The Tensor type in Pytorch is a bit like a indexed monad with a value type, with the index being the tensor dimension. When a user compose multiple tensors through operators like multiplication and addition, it is similar to using an applicative functor. When a user performs loop with a tensor, it is similar to the monadic bind operation with the element values as the callback.
The main difference between the PyTorch's Tensor type and monads is that they also provide white box methods to "peek" and read the values inside through eager mode.
However, when PyTorch is used in lazy evaluation mode for advanced use cases, such as code generation based on the final tensor, then the whole program must be treated as a black box. With that, operations such as computation on the inner tensors must be done through a bind-like continuation-passing style interface.
To implement meta features such as code generation, PyToch is essentially treating the Tensor type like a free monad, so that the full program can be "interpreted" differently instead of being executed right away.
Tt might also be simpler to structure an ML program from a final encoding perspective. A lot of ML operations are actually just repeat of smaller primitive operations in a certain way.

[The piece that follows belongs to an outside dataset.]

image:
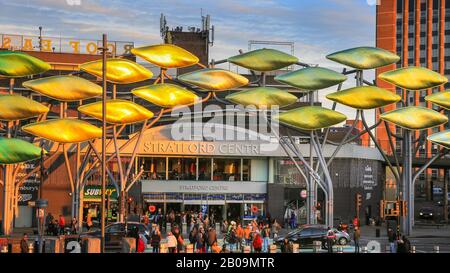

For example, we can define type-indexed primitive operator of multiplication of two matrices of certain direction. We then also define higher-order repeat operators that turn the inner operator into an operator that takes in multi-dimensional matrices. There would also be operators like back propagation that reverse the input and output. The idea is that with final encoding, even the multi-dimensional matrices are still plain data types, and that we dont need to turn them into fancy monads.